Tidy in the Twisties, But Don’t Get Crazy
Back on twisty two-lane roads, each Escape model we drove turned with precision and predictability, but the steering felt unnaturally rubbery the more we turned the wheel, as if it were being self-centered by a Bowflex. While preferable to steering systems you can turn with one finger that deliver no feedback, this constant, springlike pressure discouraged enthusiastic driving. Ford asserted that the new Escape’s steering is “best in class,” but we wondered if they’d driven the Mazda CX-5 before making that statement. If so, their shot went wide of the target. That said, the Escape’s body motions are managed as well as one would expect—that is, it’s a generally tidy handler but prone to understeer, with plenty of tire squeal to warn the driver against indulging any exuberance.
The Escape is clearly happiest around town or in steady-state freeway driving, where the ride quality is excellent, even when equipped with the Sport Appearance package’s 19-inch wheels and tires. We also tested some of the Escape’s available electronic driving aids, including its lane-keeping system that warns of lane departure via a steering-wheel vibration; if the driver chooses, it can be programmed to supplement that warning with gentle steering input to bring the vehicle back toward the middle of the lane. Also newly available is active cruise control, which offers driver-selectable following distances.

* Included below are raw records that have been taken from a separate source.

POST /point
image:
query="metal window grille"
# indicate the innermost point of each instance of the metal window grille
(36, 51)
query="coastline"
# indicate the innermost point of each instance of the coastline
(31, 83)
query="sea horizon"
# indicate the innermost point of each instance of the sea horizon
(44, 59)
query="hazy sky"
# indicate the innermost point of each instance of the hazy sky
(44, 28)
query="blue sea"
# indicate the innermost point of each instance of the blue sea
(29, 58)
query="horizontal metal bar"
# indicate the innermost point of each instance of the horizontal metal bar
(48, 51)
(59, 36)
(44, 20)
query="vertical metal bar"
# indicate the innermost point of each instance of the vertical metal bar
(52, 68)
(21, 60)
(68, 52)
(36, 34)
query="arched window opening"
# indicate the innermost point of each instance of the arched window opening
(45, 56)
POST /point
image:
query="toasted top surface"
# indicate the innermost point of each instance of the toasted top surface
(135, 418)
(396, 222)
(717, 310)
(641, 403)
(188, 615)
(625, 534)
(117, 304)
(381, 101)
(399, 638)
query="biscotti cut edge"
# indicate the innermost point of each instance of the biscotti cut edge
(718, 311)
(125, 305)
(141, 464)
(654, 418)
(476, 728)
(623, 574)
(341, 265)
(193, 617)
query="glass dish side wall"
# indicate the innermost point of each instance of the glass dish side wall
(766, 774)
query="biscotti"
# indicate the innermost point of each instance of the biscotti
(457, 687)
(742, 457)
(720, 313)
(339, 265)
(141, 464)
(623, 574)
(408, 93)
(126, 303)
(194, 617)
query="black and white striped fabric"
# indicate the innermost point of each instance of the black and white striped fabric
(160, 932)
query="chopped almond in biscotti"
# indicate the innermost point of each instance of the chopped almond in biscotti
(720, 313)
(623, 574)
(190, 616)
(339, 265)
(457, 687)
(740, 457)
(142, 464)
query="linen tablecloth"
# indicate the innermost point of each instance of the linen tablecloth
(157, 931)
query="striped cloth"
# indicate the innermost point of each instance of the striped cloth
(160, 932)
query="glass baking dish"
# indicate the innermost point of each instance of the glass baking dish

The 2017 Ford Escape arrives at dealerships in May. The entry-level S model, available only with front-wheel drive, starts at the advertising-friendly price of $24,495, but we imagine few customers outside of fleets will stop there, as the SE brings more equipment, the turbo 1.5-liter engine, paddle shifters, and 1-to-2-mpg better fuel economy for just $25,995. Load up a Titanium model with all available goodies and the sticker brushes up against $40,000. That’s a lot of money for an Escape, but the lower-priced models represent strong values in the segment. With the compact-crossover segment still expanding, this easier-to-use, easy-to-drive, and easier-to-look-at Escape likely will remain the company’s bestselling non-pickup for years to come.